For regulations with teeth

The Labour Party’s consultation document, A Greener Britain, seeks proposals about different aspects of environmental policy. In this series of articles, Redgreenlabour supporters offer their thoughts. Please comment on these contributions which the authors may well revise and submit to the consultation in due course.
We also urge you to submit your own responses to the Party – whether as individuals or through your branches, CLPs, unions, SERA or other environmental groups. The deadline is 24th June.

Q: How should environmental rules and regulations be adapted for the future?

The Tory government claims it is committed to leaving the environment in a ‘better state’ after Brexit than it is now. It says that its EU Withdrawal Bill will ‘ensure that the whole body of existing EU environmental law continues to have effect’, writes Sean Thompson. But, as currently drafted, the bill will leave our environment less well protected than it is now.

In particular:

  • There is no commitment to convert all existing EU environmental law (including preambles, principles and jurisprudence) as well as the relevant parts of the Common Agricultural Policy, Common Fisheries Policy and energy policy, in line with a principle of non-regression, into domestic law.
  • There is no commitment to keeping domestic laws made through secondary legislation to implement our current EU obligations.
  • There is no commitment to confining the use of any delegated powers by Ministers to the faithful conversion of EU law by putting time limits and genuine parliamentary scrutiny on such powers.
  • There is no commitment to ensuring that changes beyond those necessary for the legislation to continue to operate post-Brexit are made by primary legislation only, and no commitment to giving each of the four constituent parts of the UK a full and proper role in monitoring, developing and implementing environment protection policies within their regions.

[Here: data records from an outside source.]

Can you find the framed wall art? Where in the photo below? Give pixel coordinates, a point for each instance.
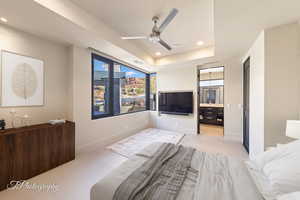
(22, 80)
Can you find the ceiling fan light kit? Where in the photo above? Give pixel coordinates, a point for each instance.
(156, 31)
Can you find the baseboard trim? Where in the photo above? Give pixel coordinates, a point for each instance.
(234, 137)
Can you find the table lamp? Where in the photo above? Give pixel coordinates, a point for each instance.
(293, 129)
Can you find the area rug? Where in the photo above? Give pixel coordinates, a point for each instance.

So Labour must make an explicit commitment that all the EU laws and regulations that protect our environment, as well any existing secondary legislation that puts those laws into effect, will be retained and converted into British law in full. It should pledge that any subsequent changes will be made only by primary legislation. In addition, Labour must make clear that all environmental policy areas that are currently devolved to the regions by the EU, particularly those of fisheries and agriculture, should remain so.

However, even the best environmental protection laws and regulations are worthless unless they can be monitored and enforced. The Environment Agency, Natural Resource Wales and the Scottish Environment Protection Agency are responsible for over 40 different areas of regulation, ranging from controlling the pollution of water, air and land, through regulating angling, commercial fisheries, tree felling and Sites of Special Scientific Interest, to the licensing of landfill, incineration and recycling facilities. They are also responsible for flood forecasting and prevention.

Since 2010, they (especially the Environment Agency in England) have, in the words of Unison, been ‘cut and cut again’.  The Agency has seen cuts to its budget for environmental protection of 55%, from £113m in 2010/11 to £50m in 2016/17, while Natural England has had cuts of 60%, from £263m in 2009/10 to £106m in 2016/17. Labour must commit not only to a radical strengthening of environmental protection laws post Brexit but also ensure that the regulatory agencies have the resources needed to enforce them.

But even good environmental protection laws and well-funded enforcement agencies are pointless if the government itself can ignore the law with apparent impunity. The British government has been at the forefront of resistance to EU laws aimed at curbing air pollution deaths, and in violation of the EU’s NO2 limit since 2010. It has twice been told by the UK’s courts (once by the High Court and once by the Supreme Court) that its refusal to produce adequate proposals for dealing with the shocking problem of air pollution in much of urban Britain is unlawful. It has repeatedly failed to meet EU targets, continues to refuse to publish the details of its latest proposals and is likely to face heavy fines in the coming months. Yet the government seems to be quite unconcerned – the public purse will pick up the bill.

Labour should commit to introducing two key reforms. First, Ministers and Council Leaders should be made personally liable for at least a share of any fines, legal costs or compensation costs incurred when the government is found guilty of flouting environmental, public safety and human rights laws and regulations.

Second, an independent umbrella body covering the main environmental NGOs, such as the current Greener UK group, but open to trade unions and other civil society groups, should have legally enforceable ‘super complaint’ powers such as those enjoyed by the Consumers Association in the area of consumer protection.